Queensland’s Cultural Precinct
Designed by influential architect Robin Gibson and completed in stages over more than a decade, the Queensland Performing Arts Complex, Queensland Museum, Queensland Art Gallery and The
Edge at the State Library form an important cultural and architectural hub for Brisbane.
In recent years, concerned community members have fought off plans to erect high-rise extensions on top of existing buildings. The precinct has now been given a heritage listing, much to the relief of architectural activists who saw the proposed towers as a threat to the architect’s original intention in highlighting Brisbane’s stunning mountain backdrop to the west.
The Windmill on Spring Hill
Built on literal blood, sweat and tears, Brisbane’s oldest building is a very important heritage marker
for our harsh penal colony past. The Windmill is one of only two buildings to survive the infamous Moreton Bay penal settlement, and holds a grisly past as a punishing aspect of convict life.
With its distinctive circular design, the tower is made of rendered stone and brick, and offers a welcome contrast to the modern glass structures that dominate Brisbane’s office district.
This sustainable design was completed in 2010 and brings together more than 1000 scientists into a single collaborative research environment. Aside from promoting cutting-edge scientific progress, the Precinct has brought a host of architectural awards knocking, including recognition from the Australian Institute of Architects in the national, Queensland and Brisbane divisions.
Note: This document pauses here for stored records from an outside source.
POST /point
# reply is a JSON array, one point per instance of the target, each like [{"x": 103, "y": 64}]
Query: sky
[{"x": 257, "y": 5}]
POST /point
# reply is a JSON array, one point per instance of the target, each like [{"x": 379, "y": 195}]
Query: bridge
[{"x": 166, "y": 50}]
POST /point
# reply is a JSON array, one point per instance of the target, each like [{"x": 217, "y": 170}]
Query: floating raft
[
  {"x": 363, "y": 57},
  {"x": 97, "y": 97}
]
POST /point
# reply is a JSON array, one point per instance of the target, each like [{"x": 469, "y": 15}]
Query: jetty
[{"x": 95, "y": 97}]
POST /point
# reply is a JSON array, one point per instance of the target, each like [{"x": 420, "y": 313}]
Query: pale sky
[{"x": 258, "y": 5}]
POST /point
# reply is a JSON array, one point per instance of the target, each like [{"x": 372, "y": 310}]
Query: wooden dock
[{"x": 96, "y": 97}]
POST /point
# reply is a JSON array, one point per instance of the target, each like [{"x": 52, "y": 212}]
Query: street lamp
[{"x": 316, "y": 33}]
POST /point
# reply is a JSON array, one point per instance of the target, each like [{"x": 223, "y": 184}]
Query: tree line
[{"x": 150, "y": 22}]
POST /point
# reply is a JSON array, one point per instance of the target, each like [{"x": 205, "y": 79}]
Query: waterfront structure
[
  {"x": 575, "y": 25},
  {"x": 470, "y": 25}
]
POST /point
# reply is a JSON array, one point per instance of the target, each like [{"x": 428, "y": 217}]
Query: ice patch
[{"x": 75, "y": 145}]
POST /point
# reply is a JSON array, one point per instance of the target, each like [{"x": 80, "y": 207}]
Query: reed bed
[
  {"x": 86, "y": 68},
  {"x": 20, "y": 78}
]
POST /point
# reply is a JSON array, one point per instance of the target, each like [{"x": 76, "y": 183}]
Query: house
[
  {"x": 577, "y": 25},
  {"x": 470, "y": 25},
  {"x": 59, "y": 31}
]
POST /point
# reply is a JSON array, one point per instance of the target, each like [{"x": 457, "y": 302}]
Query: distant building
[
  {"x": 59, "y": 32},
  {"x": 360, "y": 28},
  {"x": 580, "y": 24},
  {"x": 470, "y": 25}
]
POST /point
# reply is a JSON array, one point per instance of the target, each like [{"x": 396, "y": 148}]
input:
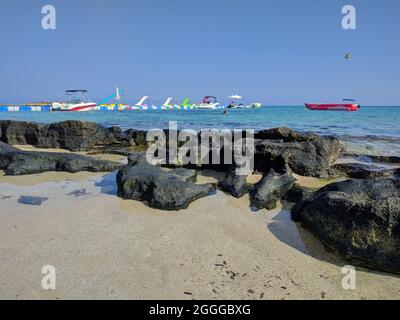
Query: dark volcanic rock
[
  {"x": 271, "y": 189},
  {"x": 357, "y": 219},
  {"x": 306, "y": 154},
  {"x": 71, "y": 135},
  {"x": 33, "y": 201},
  {"x": 298, "y": 193},
  {"x": 361, "y": 171},
  {"x": 17, "y": 162},
  {"x": 166, "y": 190},
  {"x": 235, "y": 184}
]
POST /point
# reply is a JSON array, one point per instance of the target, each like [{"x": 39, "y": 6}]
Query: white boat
[
  {"x": 78, "y": 101},
  {"x": 209, "y": 102}
]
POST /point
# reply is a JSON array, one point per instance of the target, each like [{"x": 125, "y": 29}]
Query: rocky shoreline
[{"x": 357, "y": 218}]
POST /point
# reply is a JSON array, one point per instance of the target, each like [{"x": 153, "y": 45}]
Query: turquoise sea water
[{"x": 374, "y": 129}]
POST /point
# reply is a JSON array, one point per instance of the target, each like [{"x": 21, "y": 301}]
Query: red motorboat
[{"x": 333, "y": 106}]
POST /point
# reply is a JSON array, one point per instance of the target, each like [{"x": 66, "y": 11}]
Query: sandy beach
[{"x": 104, "y": 247}]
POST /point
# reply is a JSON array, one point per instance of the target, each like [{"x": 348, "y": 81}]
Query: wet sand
[{"x": 105, "y": 247}]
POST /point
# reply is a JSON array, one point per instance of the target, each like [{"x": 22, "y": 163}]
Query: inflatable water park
[{"x": 78, "y": 101}]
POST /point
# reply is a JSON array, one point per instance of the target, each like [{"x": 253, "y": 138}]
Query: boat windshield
[{"x": 77, "y": 96}]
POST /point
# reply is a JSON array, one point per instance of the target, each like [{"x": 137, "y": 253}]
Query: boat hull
[
  {"x": 79, "y": 107},
  {"x": 332, "y": 107}
]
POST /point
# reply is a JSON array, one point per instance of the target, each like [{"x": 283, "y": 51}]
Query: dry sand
[{"x": 105, "y": 247}]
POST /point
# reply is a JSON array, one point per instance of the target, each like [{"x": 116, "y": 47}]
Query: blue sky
[{"x": 282, "y": 52}]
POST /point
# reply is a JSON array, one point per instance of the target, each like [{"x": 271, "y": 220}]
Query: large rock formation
[
  {"x": 235, "y": 184},
  {"x": 361, "y": 170},
  {"x": 357, "y": 219},
  {"x": 17, "y": 162},
  {"x": 305, "y": 153},
  {"x": 298, "y": 194},
  {"x": 271, "y": 189},
  {"x": 71, "y": 135},
  {"x": 166, "y": 190}
]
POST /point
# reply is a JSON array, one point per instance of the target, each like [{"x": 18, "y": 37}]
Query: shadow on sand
[{"x": 108, "y": 183}]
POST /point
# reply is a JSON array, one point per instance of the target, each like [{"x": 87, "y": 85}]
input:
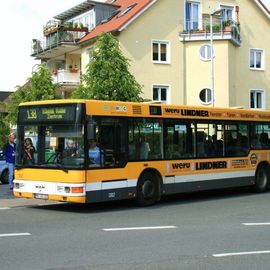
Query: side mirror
[{"x": 91, "y": 131}]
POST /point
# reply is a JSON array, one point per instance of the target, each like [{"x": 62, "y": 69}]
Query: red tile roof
[{"x": 118, "y": 22}]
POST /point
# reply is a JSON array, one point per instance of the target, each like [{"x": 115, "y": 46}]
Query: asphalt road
[{"x": 214, "y": 230}]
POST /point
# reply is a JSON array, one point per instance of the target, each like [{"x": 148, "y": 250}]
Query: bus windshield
[
  {"x": 59, "y": 146},
  {"x": 51, "y": 136}
]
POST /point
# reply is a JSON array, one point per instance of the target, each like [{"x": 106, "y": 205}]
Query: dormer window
[{"x": 125, "y": 11}]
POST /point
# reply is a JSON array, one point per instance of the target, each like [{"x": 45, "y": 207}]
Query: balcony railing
[
  {"x": 222, "y": 29},
  {"x": 56, "y": 37},
  {"x": 66, "y": 77}
]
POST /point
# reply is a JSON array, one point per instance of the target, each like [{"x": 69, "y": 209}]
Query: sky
[{"x": 22, "y": 21}]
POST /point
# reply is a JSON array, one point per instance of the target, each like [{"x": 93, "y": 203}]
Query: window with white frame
[
  {"x": 89, "y": 55},
  {"x": 205, "y": 52},
  {"x": 192, "y": 11},
  {"x": 205, "y": 96},
  {"x": 160, "y": 51},
  {"x": 257, "y": 99},
  {"x": 226, "y": 13},
  {"x": 161, "y": 93},
  {"x": 256, "y": 59}
]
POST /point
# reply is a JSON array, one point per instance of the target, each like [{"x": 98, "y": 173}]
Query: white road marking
[
  {"x": 257, "y": 224},
  {"x": 241, "y": 253},
  {"x": 14, "y": 234},
  {"x": 139, "y": 228}
]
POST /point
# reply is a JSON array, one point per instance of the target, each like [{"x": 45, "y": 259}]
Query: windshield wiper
[{"x": 60, "y": 166}]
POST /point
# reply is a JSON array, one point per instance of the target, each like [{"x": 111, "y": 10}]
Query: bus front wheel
[
  {"x": 262, "y": 179},
  {"x": 147, "y": 189}
]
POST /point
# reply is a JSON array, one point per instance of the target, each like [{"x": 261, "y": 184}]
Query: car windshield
[{"x": 56, "y": 146}]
Nestled beside the iconic Boggo Road Prison, the Ecosciences Precinct’s distinctive design sits in an elevated position enjoying sweeping views of Brisbane’s eclectic southside skyline.
Translational Research Institute
This compelling piece of work has a façade of shimmering colours, reflecting the brilliant sunsets Brisbane delivers. Completed in 2012, the TRI — as it is usually known — is now one of the tallest buildings in the busy PA Hospital precinct. One of the most memorable features of the TRI is its plush atrium area, a piazza opening to the outside world, offering respite from the traditionally clinical hospital environment. Much like Ecosciences Precinct, the TRI plays a vital role in encouraging scientific collaboration and innovation in biomedical research.